Ces questions cruciales ont fait l’objet d’une table ronde lors du Forum InCyber 2024. Si ces vidéos truquées existent déjà depuis plusieurs années (deepfakes), l’arrivée des outils à base d’IA générative a largement contribué à amplifier le phénomène. Avec, à la clé, un défi supplémentaire : il est devenu quasi impossible de détecter à l’œil nu ce qui relève du vrai et du faux. Quant aux outils technologiques pour repérer ces nudes vidéo, David Hunter, VP Platform Trust & Safety chez Kroll Business, estime qu’ils sont encore en phase préliminaire.

Comment prévenir ?

Shailey Hingorani, directrice du Plaidoyer, des affaires publiques et de la recherche au sein de l’ONG WeProtect Global Alliance, travaille sur l’identification et les mécanismes de propagation de ces contenus qui, très fréquemment, ont tendance à d’abord cibler et toucher les plus jeunes générations. Pour elle, il est dommage que le corps sociétal ne se soit pas fermement préoccupé plus tôt de cette avalanche de vidéos illicites. La prévention, la régulation et la détection technologique ont désormais un temps de retard face à cette avalanche de contenus sexuels générés grâce à l’IA générative.

Directeur de Public, un cabinet de conseil britannique spécialisé en transformation numérique, Daniel Fitter abonde en ce sens. A ses yeux, l’IA générative a accéléré la diffusion de ces deepfakes pornographiques tout en générant de nouveaux problèmes. Une personne sans compétence particulière en informatique peut aisément fabriquer ce type de contenu à travers les dizaines de générateurs de fausses vidéos qui sont actuellement disponibles sur Internet. Sans même à avoir à aller fouiller sur le darkweb. Conséquence : cela abaisse les barrières technologiques et contribue à des diffusions à plus grande échelle.

Les plus jeunes sont concernés

David Hunter constate que les plus jeunes s’emparent également de ces outils faciles à manipuler pour fabriquer des contenus sexuels très réalistes, les propager et pour certains même, les monétiser sur certaines plateformes spécialisées. C’est précisément ce qui est arrivé en novembre 2023 au Westfield High School, un lycée situé dans le New Jersey (États-Unis). Au moins 30 lycéennes ont été victimes d’un étudiant qui a utilisé l’IA pour placer leurs visages sur des images pornographiques. Depuis, parents et proviseur ont engagé des poursuites juridiques.

Shailey Hingorani apporte toutefois un bémol qu’il convient de considérer en matière de prévention. Selon elle, la fabrication de ces contenus doit déterminer si les personnes mises en scène sont consentantes ou non. Même si cela peut surprendre les plus âgés, partager des nudes entre eux est un mode de communication existant entre adolescents. Celui-ci devient délétère à partir du moment où ce genre de contenu devient une menace exercée à l’encontre de la personne pour la faire chanter ou l’inciter à commettre des actes déviants non consentis.

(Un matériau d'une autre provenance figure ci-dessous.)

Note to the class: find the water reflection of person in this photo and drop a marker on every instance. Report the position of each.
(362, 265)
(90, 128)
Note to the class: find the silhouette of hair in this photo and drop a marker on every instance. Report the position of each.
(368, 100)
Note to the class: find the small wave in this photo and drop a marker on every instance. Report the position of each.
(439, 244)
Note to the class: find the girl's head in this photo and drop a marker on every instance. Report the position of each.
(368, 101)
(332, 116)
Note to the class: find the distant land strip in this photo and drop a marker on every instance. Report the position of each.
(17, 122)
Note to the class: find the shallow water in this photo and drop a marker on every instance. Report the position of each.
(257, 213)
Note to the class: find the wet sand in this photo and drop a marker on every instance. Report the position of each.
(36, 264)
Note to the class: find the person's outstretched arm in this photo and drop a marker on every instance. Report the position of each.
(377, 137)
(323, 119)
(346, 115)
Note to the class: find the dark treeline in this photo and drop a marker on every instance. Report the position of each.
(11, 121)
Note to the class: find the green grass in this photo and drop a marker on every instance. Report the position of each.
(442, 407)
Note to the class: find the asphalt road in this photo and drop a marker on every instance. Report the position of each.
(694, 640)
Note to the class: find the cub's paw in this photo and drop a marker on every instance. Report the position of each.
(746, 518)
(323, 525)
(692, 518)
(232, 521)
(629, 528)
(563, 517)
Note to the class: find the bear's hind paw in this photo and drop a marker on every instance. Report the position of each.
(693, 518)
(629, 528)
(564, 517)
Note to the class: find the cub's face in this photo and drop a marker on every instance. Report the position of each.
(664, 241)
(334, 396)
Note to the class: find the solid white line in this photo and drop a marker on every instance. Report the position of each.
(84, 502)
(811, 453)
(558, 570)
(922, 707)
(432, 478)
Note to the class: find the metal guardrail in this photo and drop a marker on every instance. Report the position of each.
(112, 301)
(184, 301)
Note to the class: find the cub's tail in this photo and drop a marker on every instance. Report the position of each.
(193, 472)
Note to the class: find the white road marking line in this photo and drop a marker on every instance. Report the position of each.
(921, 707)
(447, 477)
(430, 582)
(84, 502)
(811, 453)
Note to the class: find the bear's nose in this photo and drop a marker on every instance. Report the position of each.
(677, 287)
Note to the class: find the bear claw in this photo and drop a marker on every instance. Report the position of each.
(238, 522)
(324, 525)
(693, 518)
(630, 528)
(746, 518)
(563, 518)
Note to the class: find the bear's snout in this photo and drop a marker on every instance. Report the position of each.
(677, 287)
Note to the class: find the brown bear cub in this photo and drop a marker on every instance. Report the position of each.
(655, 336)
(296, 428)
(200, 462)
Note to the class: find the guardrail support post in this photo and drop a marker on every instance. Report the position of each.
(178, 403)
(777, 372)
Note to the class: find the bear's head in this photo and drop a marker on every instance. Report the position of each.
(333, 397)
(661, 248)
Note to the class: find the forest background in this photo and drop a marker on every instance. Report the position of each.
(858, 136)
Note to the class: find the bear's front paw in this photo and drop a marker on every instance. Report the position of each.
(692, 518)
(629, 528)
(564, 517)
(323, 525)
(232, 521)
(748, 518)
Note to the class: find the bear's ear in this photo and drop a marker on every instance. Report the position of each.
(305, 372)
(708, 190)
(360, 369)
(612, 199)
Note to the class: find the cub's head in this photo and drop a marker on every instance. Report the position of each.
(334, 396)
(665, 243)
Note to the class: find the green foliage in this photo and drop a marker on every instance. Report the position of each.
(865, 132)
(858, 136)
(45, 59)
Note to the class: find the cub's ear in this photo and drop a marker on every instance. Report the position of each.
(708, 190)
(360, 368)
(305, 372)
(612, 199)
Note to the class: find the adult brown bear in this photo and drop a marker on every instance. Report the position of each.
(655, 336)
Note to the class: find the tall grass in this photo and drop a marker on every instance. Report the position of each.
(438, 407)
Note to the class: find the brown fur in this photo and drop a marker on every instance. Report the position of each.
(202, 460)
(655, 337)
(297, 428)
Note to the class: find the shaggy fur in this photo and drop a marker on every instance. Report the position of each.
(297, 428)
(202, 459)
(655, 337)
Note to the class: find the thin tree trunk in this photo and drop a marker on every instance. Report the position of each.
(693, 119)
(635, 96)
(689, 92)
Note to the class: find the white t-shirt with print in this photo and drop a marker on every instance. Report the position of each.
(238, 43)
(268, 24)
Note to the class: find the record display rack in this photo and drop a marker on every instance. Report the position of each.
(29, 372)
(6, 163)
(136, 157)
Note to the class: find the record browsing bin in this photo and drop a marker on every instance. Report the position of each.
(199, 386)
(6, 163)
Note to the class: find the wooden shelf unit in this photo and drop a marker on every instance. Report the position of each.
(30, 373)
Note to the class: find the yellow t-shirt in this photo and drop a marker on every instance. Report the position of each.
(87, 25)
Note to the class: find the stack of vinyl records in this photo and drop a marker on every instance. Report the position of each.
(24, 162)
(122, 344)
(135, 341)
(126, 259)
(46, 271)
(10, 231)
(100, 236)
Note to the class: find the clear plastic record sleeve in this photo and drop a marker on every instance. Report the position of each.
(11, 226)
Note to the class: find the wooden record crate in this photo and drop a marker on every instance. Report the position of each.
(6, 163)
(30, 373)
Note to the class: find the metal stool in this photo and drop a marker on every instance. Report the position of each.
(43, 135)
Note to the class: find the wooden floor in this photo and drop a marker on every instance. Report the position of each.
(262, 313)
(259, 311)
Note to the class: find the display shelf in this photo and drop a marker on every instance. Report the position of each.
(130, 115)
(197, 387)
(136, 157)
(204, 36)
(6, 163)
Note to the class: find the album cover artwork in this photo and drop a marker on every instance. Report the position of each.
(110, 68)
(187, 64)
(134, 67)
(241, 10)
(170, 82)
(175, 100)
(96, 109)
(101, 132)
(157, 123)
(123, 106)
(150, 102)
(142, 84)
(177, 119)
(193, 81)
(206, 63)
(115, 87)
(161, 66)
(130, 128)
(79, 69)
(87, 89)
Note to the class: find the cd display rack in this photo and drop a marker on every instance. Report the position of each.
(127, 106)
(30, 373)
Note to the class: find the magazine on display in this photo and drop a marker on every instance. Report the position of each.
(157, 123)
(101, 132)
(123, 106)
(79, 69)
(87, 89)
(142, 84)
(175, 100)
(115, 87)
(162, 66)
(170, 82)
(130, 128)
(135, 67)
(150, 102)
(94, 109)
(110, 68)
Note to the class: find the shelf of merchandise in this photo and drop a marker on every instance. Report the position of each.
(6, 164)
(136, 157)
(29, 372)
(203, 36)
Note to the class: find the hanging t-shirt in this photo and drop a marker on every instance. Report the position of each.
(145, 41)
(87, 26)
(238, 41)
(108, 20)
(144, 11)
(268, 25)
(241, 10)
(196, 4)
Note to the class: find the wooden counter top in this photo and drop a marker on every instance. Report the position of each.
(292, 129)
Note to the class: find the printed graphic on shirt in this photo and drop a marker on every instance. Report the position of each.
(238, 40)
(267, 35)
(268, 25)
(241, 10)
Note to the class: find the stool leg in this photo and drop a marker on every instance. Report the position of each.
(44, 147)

La technologie comme recours ?

Au-delà de la nécessaire prévention et sensibilisation auprès des plus jeunes générations, les trois intervenants conviennent qu’il faut aussi explorer la voie technologique pour détecter et contrer cette inflation de contenus à caractère sexuel illicite. C’est là où les choses se corsent. Pour être efficace, il convient d’être en mesure de déployer des technologies au moins aussi sophistiquées (voire plus) que celles usitées par ceux qui les propagent. Cela supposerait que les éditeurs de générateurs de deepfakes laissent un accès et un contrôle de leurs bases de données où leurs IA s’entraînent. Ce qui est juridiquement très compliqué à mettre en œuvre.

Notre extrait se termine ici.